The problem was a $6,500 private loan she had taken out from the college to help her cover tuition. Florida Career College demanded that she pay more of her loan before it would release her transcript, something she said she had not been told previously. The transcript was a prerequisite for the certification exam, and she ended up in a lower-paying job earning $10 an hour. Four years later, she can pay only $50 a month on her school loan.

Campbell’s loan is a tiny fraction of the more than $30 million owed to Florida Career College’s parent company, the International Education Corporation The company does not care whether she, and thousands of others, ever fully pay it back. Its main reason for lending to people like her is so the company can operate its other, much more lucrative business model — reaping revenue from federal student aid. By law, one-tenth of a for-profit school’s revenue must come from sources other than federal financial aid (loans, grants and other programs students use to pay for college), and loans like Campbell’s help them meet that quota.

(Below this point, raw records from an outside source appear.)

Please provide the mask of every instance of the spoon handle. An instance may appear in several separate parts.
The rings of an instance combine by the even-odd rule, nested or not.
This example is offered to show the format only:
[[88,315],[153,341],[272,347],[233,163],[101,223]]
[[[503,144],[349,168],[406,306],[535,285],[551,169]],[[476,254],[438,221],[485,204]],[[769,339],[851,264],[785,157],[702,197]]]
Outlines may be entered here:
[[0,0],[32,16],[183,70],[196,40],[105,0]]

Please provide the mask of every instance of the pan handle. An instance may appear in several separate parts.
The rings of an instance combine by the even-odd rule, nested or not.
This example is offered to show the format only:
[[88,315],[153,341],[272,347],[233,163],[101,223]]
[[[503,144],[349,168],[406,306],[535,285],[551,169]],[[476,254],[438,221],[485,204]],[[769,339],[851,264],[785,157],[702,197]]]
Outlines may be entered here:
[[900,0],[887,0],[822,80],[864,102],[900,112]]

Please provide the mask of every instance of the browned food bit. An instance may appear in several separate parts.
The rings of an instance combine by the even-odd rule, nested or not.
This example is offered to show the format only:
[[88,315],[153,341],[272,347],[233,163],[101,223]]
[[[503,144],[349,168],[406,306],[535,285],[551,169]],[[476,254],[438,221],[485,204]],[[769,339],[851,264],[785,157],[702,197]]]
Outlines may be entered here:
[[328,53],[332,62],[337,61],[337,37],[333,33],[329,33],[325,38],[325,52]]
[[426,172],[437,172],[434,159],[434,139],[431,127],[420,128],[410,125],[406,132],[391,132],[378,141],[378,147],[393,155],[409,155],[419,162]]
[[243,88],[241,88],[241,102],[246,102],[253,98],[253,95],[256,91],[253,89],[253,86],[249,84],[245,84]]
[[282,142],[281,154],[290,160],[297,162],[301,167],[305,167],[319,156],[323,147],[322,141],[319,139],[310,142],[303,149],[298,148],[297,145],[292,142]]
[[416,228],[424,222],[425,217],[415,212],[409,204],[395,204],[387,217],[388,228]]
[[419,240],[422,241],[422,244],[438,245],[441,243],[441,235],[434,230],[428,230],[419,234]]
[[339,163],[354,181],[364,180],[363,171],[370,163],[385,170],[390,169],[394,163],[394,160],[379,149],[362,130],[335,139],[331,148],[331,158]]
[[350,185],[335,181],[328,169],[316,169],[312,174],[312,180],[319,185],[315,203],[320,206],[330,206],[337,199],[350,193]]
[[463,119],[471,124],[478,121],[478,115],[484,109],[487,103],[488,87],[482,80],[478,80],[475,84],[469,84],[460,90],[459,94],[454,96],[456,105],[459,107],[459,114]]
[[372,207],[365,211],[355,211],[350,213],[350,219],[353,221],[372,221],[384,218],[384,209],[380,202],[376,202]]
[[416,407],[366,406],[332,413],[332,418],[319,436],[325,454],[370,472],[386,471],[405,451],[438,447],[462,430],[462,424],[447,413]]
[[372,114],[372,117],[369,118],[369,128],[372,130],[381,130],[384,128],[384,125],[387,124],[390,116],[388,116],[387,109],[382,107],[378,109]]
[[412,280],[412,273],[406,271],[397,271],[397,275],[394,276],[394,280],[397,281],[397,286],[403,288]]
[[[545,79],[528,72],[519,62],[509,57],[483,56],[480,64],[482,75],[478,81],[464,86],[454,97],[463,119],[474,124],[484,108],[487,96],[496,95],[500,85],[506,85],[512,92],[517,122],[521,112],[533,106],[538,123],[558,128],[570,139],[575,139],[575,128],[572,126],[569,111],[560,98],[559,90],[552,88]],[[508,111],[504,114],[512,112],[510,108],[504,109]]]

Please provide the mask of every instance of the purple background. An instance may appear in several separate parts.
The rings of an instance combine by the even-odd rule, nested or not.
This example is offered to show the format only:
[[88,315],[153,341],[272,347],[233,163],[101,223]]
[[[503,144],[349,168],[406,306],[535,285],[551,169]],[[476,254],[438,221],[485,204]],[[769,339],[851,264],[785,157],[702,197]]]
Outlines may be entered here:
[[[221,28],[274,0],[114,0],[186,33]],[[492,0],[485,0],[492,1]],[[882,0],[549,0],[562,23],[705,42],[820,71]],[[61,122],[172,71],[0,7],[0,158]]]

These school-to-student loans have ensnared hundreds of thousands of students at for-profit colleges. When students borrow directly from a college, they are not protected by the same government safeguards they would have if they took out federal loans. The colleges can demand payments while students are still in school. They can withhold transcripts for nonpayment. They can impose onerous interest rates, reaching into the double digits.

Many students are unable to make their monthly payments, leaving their credit ruined and their financial and professional futures in grave doubt.

“The high default rates and low repayment rates — they factor that in as the cost of doing business, and the students are the ones who lose out,” said Ashley Harrington, federal advocacy director for the Center for Responsible Lending. “We’re particularly worried that we’ll see more of this as the economy gets worse.”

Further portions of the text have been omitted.